The approach I have been taught is very close to
@River's Edge 's advice.
At this stage, if I had the same tree (the weaker of the two brothers), I'd have a very similar sacrificial leader in terms of size/height, however, it wouldn't have been slowed down at the tippy-top the way this one has been. It would instead be "poodled with a never-interrupted solo'd-out leader at top". In other words, when I decandle a tree like this, I don't decandle that tip shoot.
Re: "poodle" jargon: The sacrificial would be kept very bushy at the tip and stripped of needles and shoots almost (more on "almost everything" below) everywhere
else along the sacrificial trunk (hence "poodle"). At the top, just one big singular tip shoot as Frank suggests rather than multiple tips (but I don't chase those extra tips down as they appear, I let them mature and produce for the tree for some time). Fewer auxin emitters at a sacrificial tip seem to help the "keep/future-tree region" of the tree continue to progress (as opposed to regress) while still helping with thickening, root development, budding elsewhere on the tree, wound closing, and any repots that might have to happen. Gary Wood also suggested that the
sheer distance between the poodle's tip and the rest of the tree also helps decouple the influence of the poodle from the rest of the tree. I've done some digging in the literature and it does seem that the auxin signal diminishes with distance. The sugar produced at that tip still manges to migrate down to the rest of the tree though.

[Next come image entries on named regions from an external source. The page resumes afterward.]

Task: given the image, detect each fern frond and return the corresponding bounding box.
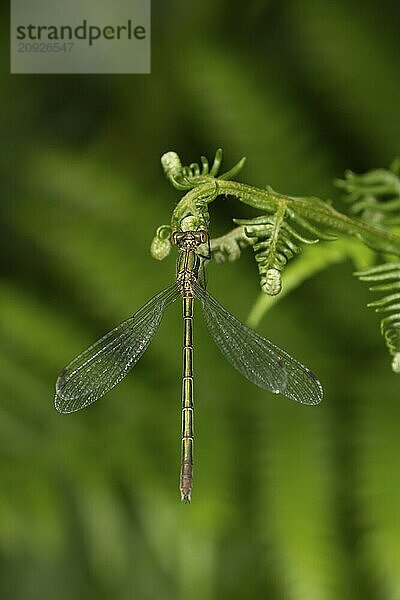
[355,263,400,373]
[161,148,246,191]
[234,200,336,296]
[336,159,400,226]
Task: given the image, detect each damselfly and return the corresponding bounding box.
[55,230,322,502]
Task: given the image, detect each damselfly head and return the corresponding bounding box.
[171,229,208,250]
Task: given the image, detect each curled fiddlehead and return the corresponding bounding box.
[150,148,246,260]
[355,263,400,373]
[234,199,336,296]
[161,148,246,190]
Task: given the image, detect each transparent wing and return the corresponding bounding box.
[55,283,179,413]
[195,285,323,404]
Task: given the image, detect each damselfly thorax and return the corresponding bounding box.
[55,230,323,502]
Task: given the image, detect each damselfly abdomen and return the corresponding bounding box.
[55,230,323,502]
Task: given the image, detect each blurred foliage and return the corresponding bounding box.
[0,0,400,600]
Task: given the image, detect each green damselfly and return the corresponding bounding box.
[55,230,323,502]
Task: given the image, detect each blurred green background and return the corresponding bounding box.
[0,0,400,600]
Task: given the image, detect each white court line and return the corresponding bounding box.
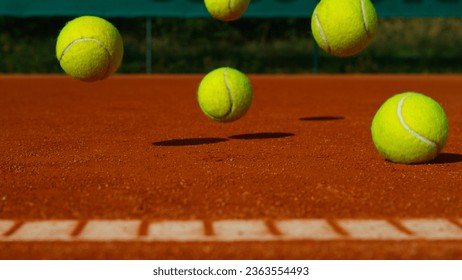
[275,219,342,240]
[145,220,206,241]
[0,218,462,242]
[0,220,15,236]
[10,220,77,241]
[337,219,412,240]
[213,220,276,241]
[76,220,141,241]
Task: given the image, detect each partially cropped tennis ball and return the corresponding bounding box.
[197,67,253,122]
[204,0,250,21]
[311,0,377,57]
[371,92,448,164]
[56,16,124,81]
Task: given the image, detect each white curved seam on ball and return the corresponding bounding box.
[360,0,370,37]
[314,13,330,52]
[59,38,110,61]
[223,68,233,117]
[397,94,438,148]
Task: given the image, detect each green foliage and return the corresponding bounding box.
[0,17,462,73]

At Hagedorn's, I've been taught to shoot select and/or chop (depending on where the tree is at) the big sacrificial tip at roughly leaf drop time (give or take a number of weeks depending on how big your work backlog is). Others vary in their timing/reduction approach and get similar or competent results too though. For example Ryuchi Kitadani (in the youtube video linked above) seems to do it at a completely different time of the year (spring + summer). Also, while Kitadani aggressively solos out (selects down to 1 tip shoot) his poodles, Hagedorn will instead keep
several mega-shoots up there before reducing -- Both seem to get great results in development goals (thickening, wound-healing, root development, wound-closing). Both seem to not lose what they want to keep down in the retain-region. One critical difference between Kitadani and Hagedorn though is that most of Hagedorn's JBPs that I've seen or worked on are not shohin or even close to shohin. The solo'ing out seems to be more common the smaller the target size is. I study under Andrew Robson as well (some of his JBP training coming from apprenticing under Hagedorn) and his shohin JBPs tend to have more solo'd out, single leader poodles. The bigger the target tree size, the crazier the tip sacrificial is, and the less the retain region seems to mind even while being aggressively decandled. Anecdotally-speaking.

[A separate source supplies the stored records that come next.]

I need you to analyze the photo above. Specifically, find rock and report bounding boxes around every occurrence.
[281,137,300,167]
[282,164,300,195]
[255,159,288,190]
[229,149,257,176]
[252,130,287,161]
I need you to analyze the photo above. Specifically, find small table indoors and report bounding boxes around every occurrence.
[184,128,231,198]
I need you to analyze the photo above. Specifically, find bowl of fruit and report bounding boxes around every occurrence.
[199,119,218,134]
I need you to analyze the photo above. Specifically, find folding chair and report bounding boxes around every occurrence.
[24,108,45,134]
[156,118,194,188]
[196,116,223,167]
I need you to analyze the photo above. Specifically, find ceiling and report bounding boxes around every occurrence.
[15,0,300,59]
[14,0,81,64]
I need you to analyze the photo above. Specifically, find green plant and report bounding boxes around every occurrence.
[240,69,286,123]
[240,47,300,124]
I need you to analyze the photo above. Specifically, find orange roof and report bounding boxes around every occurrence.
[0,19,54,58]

In terms of selection/solo timing, I personally justify keeping the surplus top shoots until leaf drop time with the argument that I want to get whatever current-year productivity I can get before selecting them out, so I never remove these when they're still fresh, however, I have sometimes felt compelled to select out the extras at a non-leafdrop time if I feel like I'm about to lose valuable/useful tiny/weak branches far below (if working at shohin scale). YMMV depending on climate and myriad other horticultural factors.
Regarding "strip almost everything other than the poodle tip itself", I have tried to keep at least 1 extra not-too-strong shoot somewhere half way up to the poodle -- in your picture, this'd be a single small shoot located at that group of needles half way up. This gives me something to "step down to" and maintain at least a little bit of sap flow right after chopping away the poodle. The hope being that anything that is proximate to the base of the sacrificial leader (and/or weak) doesn't die off after that chop. This is an approach I got from Jonas Dupuich and seems to help with the transition. I decandle that step-down shoot to keep it from becoming leader-like unless I'm anticipating a near-term poodle chop.